Delirium
- Author: Douglas Cooper
- Cover artist: Joyce Tenneson
- Genre: Philosophical novel
- Publisher: Hyperion
- Publication date: February 1998
- Publication place: Canada
- Media type: Print
- Pages: 232
- ISBN: 0-7868-6341-2
- OCLC: 31045866
- Dewey Decimal: 813/.54 dc21
- LC Class: PR9199.3.C6435D45
- Preceded by: Amnesia

= Delirium (Cooper novel) =

1998 novel by Douglas Cooper

Delirium is a 1998 novel by Douglas Anthony Cooper and is the second entry in his Izzy Darlow series. The book was released by Hyperion in February 1998, and the Encyclopedia of Literature in Canada noted that it was "the first novel by an established author that was serialized on the Internet (Cooper began serializing the novel in 1994, shortly after the Web became widely available.)"

==Synopsis==
Delirium has Izzy Darlow in New York, investigating the architect Ariel Price in order to write a biography about the man. Price proves to be an unwilling subject, threatening to murder his biographer.

==Reception==
The New York Times wrote: "Although you can argue about whether the book represents high or low art, it's clearly art.
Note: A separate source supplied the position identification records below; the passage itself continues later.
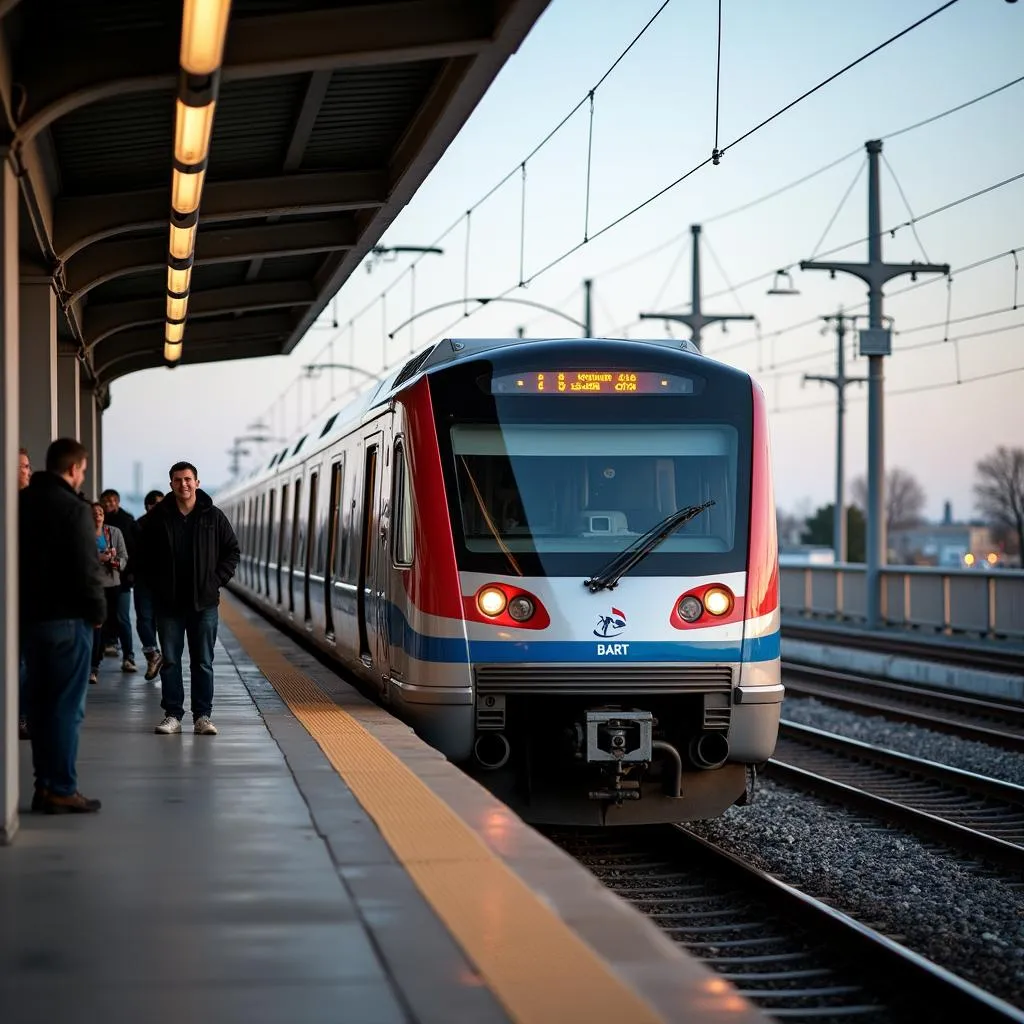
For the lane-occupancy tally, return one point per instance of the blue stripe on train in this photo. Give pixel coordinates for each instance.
(453, 649)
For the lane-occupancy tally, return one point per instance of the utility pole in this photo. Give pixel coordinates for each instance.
(696, 320)
(876, 343)
(840, 382)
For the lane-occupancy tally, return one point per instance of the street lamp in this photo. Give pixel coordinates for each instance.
(379, 254)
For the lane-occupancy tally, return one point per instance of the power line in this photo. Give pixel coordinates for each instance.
(915, 389)
(712, 159)
(743, 207)
(842, 71)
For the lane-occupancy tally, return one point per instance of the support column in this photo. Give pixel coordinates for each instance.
(69, 393)
(9, 441)
(38, 327)
(87, 435)
(98, 445)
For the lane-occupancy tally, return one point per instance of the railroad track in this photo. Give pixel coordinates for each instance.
(792, 955)
(970, 718)
(977, 815)
(990, 657)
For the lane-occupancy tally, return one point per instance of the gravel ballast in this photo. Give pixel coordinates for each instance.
(954, 913)
(968, 755)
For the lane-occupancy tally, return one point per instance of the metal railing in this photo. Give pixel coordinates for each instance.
(954, 602)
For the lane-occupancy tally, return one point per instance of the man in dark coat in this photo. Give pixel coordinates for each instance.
(119, 626)
(61, 602)
(189, 551)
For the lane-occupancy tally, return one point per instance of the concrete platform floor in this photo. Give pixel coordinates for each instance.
(203, 890)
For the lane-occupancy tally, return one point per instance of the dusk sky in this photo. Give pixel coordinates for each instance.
(654, 120)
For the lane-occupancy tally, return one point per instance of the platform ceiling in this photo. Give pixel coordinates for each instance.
(330, 117)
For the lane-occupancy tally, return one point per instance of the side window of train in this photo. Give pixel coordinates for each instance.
(332, 561)
(282, 539)
(401, 492)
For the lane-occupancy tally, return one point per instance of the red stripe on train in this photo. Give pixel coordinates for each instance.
(762, 560)
(432, 583)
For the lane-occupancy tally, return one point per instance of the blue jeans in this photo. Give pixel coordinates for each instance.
(56, 654)
(201, 629)
(119, 603)
(145, 617)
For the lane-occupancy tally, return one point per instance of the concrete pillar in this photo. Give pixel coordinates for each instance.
(38, 326)
(69, 393)
(87, 435)
(98, 454)
(9, 442)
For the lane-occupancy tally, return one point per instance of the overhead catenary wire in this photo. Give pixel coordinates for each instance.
(745, 206)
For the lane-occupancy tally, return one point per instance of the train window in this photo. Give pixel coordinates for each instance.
(577, 487)
(268, 557)
(260, 534)
(402, 536)
(367, 547)
(332, 545)
(296, 541)
(282, 540)
(310, 536)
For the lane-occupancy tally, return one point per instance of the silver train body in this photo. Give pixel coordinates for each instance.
(455, 541)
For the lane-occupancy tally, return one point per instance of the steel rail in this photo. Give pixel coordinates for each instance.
(944, 712)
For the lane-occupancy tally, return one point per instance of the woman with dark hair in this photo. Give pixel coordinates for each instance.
(113, 556)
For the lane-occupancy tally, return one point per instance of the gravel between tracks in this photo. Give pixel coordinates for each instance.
(956, 916)
(968, 755)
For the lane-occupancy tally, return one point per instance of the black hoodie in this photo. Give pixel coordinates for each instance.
(59, 574)
(215, 554)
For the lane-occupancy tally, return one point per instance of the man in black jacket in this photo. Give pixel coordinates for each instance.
(119, 627)
(188, 552)
(61, 601)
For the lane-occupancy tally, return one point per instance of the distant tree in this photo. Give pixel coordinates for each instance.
(904, 499)
(819, 530)
(791, 525)
(998, 489)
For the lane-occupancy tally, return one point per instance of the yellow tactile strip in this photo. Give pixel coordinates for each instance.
(537, 967)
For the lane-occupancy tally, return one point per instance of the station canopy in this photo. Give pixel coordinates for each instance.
(329, 117)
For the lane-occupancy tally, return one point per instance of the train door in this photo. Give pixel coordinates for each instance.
(400, 552)
(372, 595)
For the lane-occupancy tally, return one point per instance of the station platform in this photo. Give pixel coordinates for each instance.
(313, 862)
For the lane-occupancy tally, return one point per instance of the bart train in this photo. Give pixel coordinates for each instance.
(555, 559)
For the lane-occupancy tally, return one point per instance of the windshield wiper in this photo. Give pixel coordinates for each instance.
(608, 578)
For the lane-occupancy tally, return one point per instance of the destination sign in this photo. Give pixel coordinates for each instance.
(591, 382)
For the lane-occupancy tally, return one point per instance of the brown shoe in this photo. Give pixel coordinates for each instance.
(75, 804)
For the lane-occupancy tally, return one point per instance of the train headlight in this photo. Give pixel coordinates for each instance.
(492, 601)
(521, 608)
(718, 601)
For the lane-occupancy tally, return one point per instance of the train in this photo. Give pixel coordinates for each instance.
(555, 559)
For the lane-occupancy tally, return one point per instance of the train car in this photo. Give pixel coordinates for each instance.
(555, 559)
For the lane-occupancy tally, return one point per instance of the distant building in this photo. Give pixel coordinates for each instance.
(947, 544)
(806, 554)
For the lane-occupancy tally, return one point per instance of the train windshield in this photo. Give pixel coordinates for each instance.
(573, 494)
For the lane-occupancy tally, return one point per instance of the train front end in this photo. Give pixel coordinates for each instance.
(614, 535)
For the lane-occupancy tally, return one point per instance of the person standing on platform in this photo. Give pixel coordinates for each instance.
(145, 619)
(189, 551)
(24, 476)
(119, 623)
(61, 601)
(113, 556)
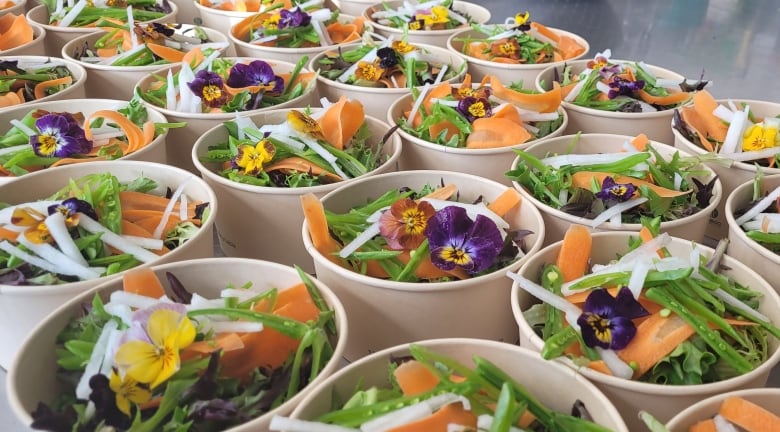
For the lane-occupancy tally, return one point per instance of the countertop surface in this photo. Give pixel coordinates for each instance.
(735, 44)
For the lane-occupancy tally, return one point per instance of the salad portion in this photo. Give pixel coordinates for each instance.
(521, 41)
(623, 86)
(93, 227)
(432, 392)
(648, 315)
(30, 82)
(635, 182)
(425, 235)
(43, 139)
(731, 130)
(147, 358)
(481, 116)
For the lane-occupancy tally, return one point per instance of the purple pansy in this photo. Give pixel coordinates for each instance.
(210, 88)
(293, 18)
(615, 192)
(606, 321)
(256, 73)
(455, 240)
(61, 136)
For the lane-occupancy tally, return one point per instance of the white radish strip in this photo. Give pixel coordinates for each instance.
(72, 14)
(144, 242)
(637, 280)
(739, 305)
(158, 231)
(23, 127)
(760, 206)
(618, 208)
(360, 240)
(95, 360)
(135, 301)
(616, 365)
(734, 133)
(112, 239)
(471, 209)
(752, 155)
(55, 222)
(279, 423)
(233, 326)
(571, 311)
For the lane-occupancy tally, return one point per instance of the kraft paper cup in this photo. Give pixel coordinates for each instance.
(378, 101)
(387, 313)
(663, 401)
(265, 222)
(507, 73)
(179, 151)
(744, 249)
(557, 222)
(36, 361)
(23, 307)
(546, 381)
(118, 82)
(590, 120)
(478, 14)
(736, 174)
(491, 163)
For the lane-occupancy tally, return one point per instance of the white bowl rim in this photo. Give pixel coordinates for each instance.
(717, 190)
(732, 221)
(520, 66)
(425, 286)
(206, 172)
(652, 388)
(612, 114)
(111, 166)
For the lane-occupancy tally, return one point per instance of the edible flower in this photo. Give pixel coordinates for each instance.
(606, 321)
(457, 240)
(151, 355)
(615, 192)
(60, 136)
(403, 225)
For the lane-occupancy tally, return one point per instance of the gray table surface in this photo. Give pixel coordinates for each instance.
(734, 43)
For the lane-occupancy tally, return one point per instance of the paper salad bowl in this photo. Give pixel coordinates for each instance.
(387, 313)
(35, 362)
(152, 152)
(23, 307)
(118, 82)
(767, 398)
(506, 72)
(57, 37)
(557, 222)
(179, 151)
(731, 176)
(590, 120)
(663, 401)
(75, 91)
(478, 14)
(744, 249)
(378, 101)
(272, 214)
(489, 163)
(544, 380)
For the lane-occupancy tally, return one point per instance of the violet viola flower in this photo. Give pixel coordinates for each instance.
(61, 136)
(616, 192)
(621, 86)
(293, 18)
(473, 108)
(606, 320)
(455, 240)
(210, 88)
(257, 73)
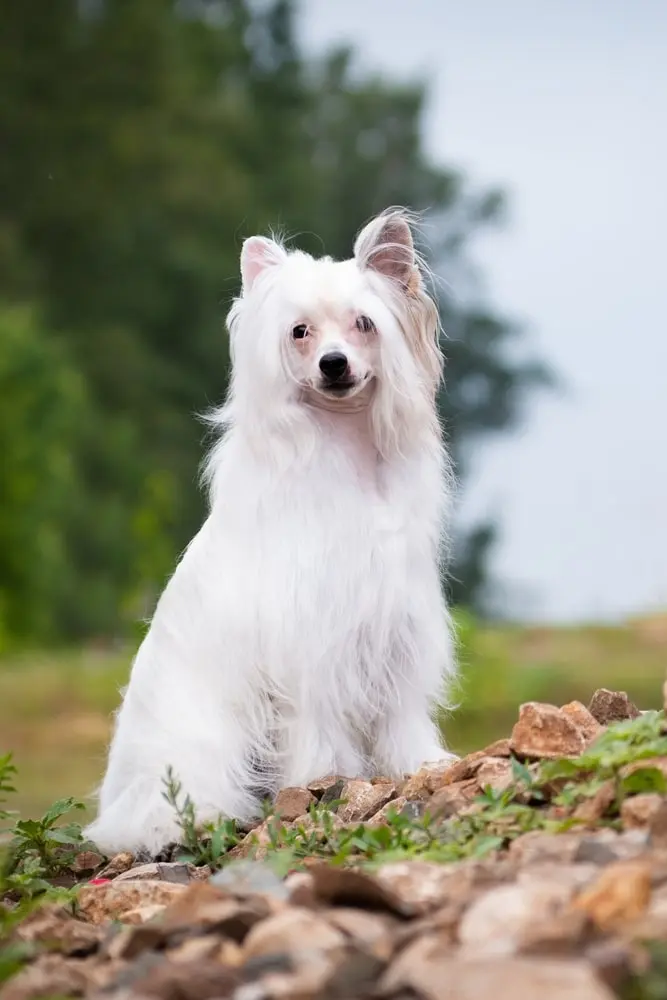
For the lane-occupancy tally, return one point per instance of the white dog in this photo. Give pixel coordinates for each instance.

Calling it pulp of a very high order allows you to pick your qualification: yes, but it's still pulp; or, yes, but it's still of a very high order." Quill and Quire expressed disappointment over Delirium, calling it "overwrought".
Kirkus Reviews considered the book "baffling" as well as "fascinating." They described Cooper as "a comic-surrealist crossbreed of the late Lawrence Durrell and William S. Burroughs".